Access to the super home downsizer contribution scheme will be extended to younger people next year, as part of a range of retirement savings measures introduced in this year’s federal budget.

First introduced in the 2018–19 financial year, the downsizer measure has allowed individuals 65 years and older to add up to $300,000 and couples up to $600,000, into their super from the proceeds sale of their home.

Data from the Australian Tax Office shows that, as of 30 April 2021, just over 23,000 older Australians had collectively made $5.46 billion in downsizer contributions to their super fund.

From 1 July 2022 the minimum age limit for participation will be reduced to 60, which will open the superannuation door for more people wanting to build up their superannuation account balance.

People considering super home downsizing – especially those already receiving a partial or full government Age Pension – should seek specialist advice as there are specific criteria to qualify.

‘Legacy’ pensions

The budget also brings welcome news for those members trapped in an income stream started before 2007 to manage the old reasonable benefit limits or improve Centrelink entitlements.

You may finally be able to get out of it.
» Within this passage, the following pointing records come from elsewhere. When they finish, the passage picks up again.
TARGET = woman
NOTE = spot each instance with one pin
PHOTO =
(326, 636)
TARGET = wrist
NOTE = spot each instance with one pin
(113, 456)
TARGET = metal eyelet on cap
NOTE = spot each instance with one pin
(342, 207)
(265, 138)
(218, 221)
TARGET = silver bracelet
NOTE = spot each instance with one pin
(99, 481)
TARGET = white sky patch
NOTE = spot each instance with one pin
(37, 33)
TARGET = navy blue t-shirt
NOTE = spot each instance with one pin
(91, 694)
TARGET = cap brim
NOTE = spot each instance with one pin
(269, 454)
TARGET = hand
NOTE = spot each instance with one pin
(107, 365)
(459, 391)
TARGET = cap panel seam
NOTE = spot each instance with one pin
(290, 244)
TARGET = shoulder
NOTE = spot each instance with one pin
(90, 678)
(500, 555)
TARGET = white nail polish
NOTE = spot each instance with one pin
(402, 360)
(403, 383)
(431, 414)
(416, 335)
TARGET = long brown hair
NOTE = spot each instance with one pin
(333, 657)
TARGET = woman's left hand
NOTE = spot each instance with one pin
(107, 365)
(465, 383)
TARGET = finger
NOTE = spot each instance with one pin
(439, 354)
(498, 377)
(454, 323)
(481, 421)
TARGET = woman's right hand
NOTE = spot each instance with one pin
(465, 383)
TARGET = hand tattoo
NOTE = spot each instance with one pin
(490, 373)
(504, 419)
You will have two years – starting from the first financial year after it becomes law – to exit your market-linked income stream (commonly known as a term allocated pension), complying lifetime or life-expectancy pension. 

However, this does not include lifetime income streams from APRA-regulated and public sector defined benefit schemes.
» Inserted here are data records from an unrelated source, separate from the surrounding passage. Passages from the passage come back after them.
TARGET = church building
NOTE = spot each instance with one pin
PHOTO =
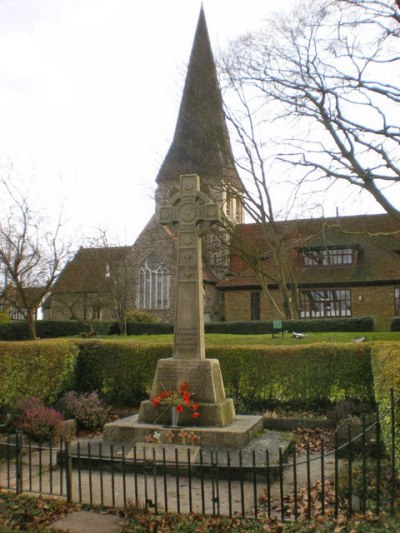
(343, 268)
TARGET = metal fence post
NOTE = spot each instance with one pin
(68, 469)
(18, 463)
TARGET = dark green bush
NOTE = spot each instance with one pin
(386, 370)
(395, 324)
(257, 327)
(121, 370)
(310, 375)
(43, 369)
(307, 375)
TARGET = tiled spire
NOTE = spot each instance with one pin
(201, 142)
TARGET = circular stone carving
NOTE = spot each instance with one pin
(187, 212)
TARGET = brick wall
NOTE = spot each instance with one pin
(376, 301)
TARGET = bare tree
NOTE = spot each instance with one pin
(327, 78)
(96, 284)
(31, 255)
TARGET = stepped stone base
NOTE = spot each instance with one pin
(205, 382)
(237, 434)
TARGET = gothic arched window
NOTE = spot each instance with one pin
(154, 284)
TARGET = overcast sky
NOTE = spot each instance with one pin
(89, 96)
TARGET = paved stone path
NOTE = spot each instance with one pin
(155, 491)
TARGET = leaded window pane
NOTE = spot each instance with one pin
(325, 303)
(154, 284)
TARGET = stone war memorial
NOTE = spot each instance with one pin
(190, 215)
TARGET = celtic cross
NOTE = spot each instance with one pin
(192, 213)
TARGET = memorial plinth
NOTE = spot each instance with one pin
(190, 214)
You can exit your income stream by fully commuting it and transferring the underlying capital – including any reserve supporting it – back to accumulation phase. 

From there you can start a new income stream, withdraw it as a lump sum benefit, or retain the funds in the accumulation account.

Pension drawdown rate to remain halved for next year

The minimum self-funded pension drawdown rate will remain halved for another 12 months to 30 June 2022, which was due to finish at the end of the month.

The 50 per cent reduction in the minimum pension drawdown rate, from 5 per cent to 2.5 per cent, was first announced by the government in March 2020 as part of a wider set of Covid-19 relief measures that also included early access to superannuation and a reduction in deeming rates.

Super work test repealed

If you want to contribute to super once you have reached 67, currently you must first meet a “work test” – 40 hours of gainful employment in 30 consecutive days. 

A work test exemption (WTE) allows you to contribute where you met the work test in the previous financial year and ended that year with a low super balance. 

From 1 July, 2022, you will no longer be required to meet the work test or WTE to make voluntary after-tax non-concessional contributions and/or salary-sacrifice contributions if you are under 75. 

In addition, the non-concessional contribution bring-forward arrangement will be available provided you meet the eligibility criteria.

However, you will only need to meet the work test – if you wish to claim a tax deduction for a personal super contribution.

This new budget proposal will make getting money into the superannuation system easier. Anyone under 75 may be able to make, or receive, a super contribution.